BONUS-TRACK:3 星に願いを

【シチュエーション:旅も後半に差し掛かり、二人はケワシー山で野営をすることに。並んで見上げた星空に、ふと一条の光が流れて――】



【主人公とヒロインが並んで座っている/位置は右/距離近め】

(SE:右奥=ヒロインの向こう側で、焚火の薪がパチパチと弾ける音)

(SE:遠くに聞こえる鳥や獣の鳴き声)


「んく、んく……ふぅ。スープがとてもあったかいです」


「惜しむらくは、キラーベアーと怪鳥ガルーダのお肉でないことでしょうか。ふふっ♪」


「薪になりそうな枝を探していた時、以前に勇者様が使われたお鍋を見つけたのは驚きましたね。中身は動物たちに食べられてしまっていたようですけれど」


「動物ってすごいですよね。人間では耐えられない毒キノコも平気で食べちゃうんですから」


「……ふふっ、ごめんなさい。

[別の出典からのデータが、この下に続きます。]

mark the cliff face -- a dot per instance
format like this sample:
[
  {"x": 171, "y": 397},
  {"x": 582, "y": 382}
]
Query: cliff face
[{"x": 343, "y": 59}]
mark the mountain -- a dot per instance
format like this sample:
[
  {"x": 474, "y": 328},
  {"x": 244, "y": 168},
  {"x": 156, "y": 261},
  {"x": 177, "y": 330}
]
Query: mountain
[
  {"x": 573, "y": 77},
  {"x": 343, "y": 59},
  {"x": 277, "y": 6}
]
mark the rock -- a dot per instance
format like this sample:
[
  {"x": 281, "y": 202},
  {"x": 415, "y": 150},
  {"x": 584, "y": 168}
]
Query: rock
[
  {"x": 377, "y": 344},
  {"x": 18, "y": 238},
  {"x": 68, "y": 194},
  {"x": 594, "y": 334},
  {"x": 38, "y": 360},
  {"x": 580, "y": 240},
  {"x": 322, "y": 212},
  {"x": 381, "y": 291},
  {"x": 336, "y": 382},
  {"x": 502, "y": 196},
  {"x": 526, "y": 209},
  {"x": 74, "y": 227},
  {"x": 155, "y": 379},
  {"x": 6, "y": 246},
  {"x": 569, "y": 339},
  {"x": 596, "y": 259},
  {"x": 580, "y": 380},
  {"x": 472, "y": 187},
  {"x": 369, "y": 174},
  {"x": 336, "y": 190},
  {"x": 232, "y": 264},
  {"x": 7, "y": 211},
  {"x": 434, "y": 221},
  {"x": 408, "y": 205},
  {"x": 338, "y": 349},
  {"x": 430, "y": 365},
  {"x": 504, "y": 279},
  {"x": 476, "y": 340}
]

勇者様のお顔がだんだんと気まずそうになっていくのが、かわいくて。つい、からかってしまいました」



「でも。鍋が残っているくらい、ここは人の立ち入らない秘境なんですよね」


「本当に、星が綺麗……」


「手が届きそうなくらい近くて、眩しくて……」


「連れてきてくださってありがごうございます。それと……旅の順路のことも」


「わたくしが天幕での野営に慣れてから山に入れるよう、慮ってくださったのですよね?」


「ええ、気付いていましたよ。だって、あの部屋で勇者様から聞いていたお話どおりなら、この山を経てから船旅に入り、マグマケイノへと行くはずですから」


「毎夜毎夜、勇者様のお話を思い返しながら、次はどこだろうって」


「なんだか本を逆から読んでいるような、不思議な面白さがありました。えへへっ」


「残りは……勇者様が盗賊団を倒した村と、キングスライムを倒した村ですね」


「変な言い方になりますが、わたくし、勇者様が果敢に戦った痕跡を見るのが好きなんです」


「勇者様の勇姿を思い描く度に、そんな死闘があったからこそ、今の平和があるのだと。改めて実感するのです」


「改めて、あなた様が生きていてくださって良かったと、心から思うんです」


(SE:頭を撫でる音)

「ありがとう……ござい、ます……」


「えっ、空を? ――ああっ、流れ星!」


「勇者様はご存知ですか? 流れ星に三回願いをかけると、その願いが叶うという言い伝え」


「わたくし? はい、しましたよ。願いごとを、二つ」


「えへへ、欲張りでしょう? ですが、どうしても譲れなかったのです」


「まずは聖女として、この先も平和が続くことを願いました」


「そしてもう一つは――」


(SE:ヒロインが距離を詰めてくる音)

(SE:静寂。焚火の音を強調)

(SE:ヒロインが深呼吸をする音)


「勇者様とこれからも一緒にいられますようにという、わたくし自身の願いです」


「勇者様」


(柔らかくキス。音は立てず、吐息の音のみ)


「……ふふっ、勇者様のお顔が真っ赤ですね」


「はい、わたくしもです」


「ねえ、勇者様?」


「ここは秘境ですから、誰も来ることはありません。動物たちも、焚火の火を避けてくれています」


「今なら、お星さましか見ていませんよ」


「だから――もう一つだけ、願いごとをしてもいいですか?」


(キス。先ほどのよりも確かに押し当てる)


「お慕い申し上げております、勇者様」




『甘々清楚な聖女様が献身的に癒してくれる極上リスポーン・タイム』

BONUS-TRACK(完)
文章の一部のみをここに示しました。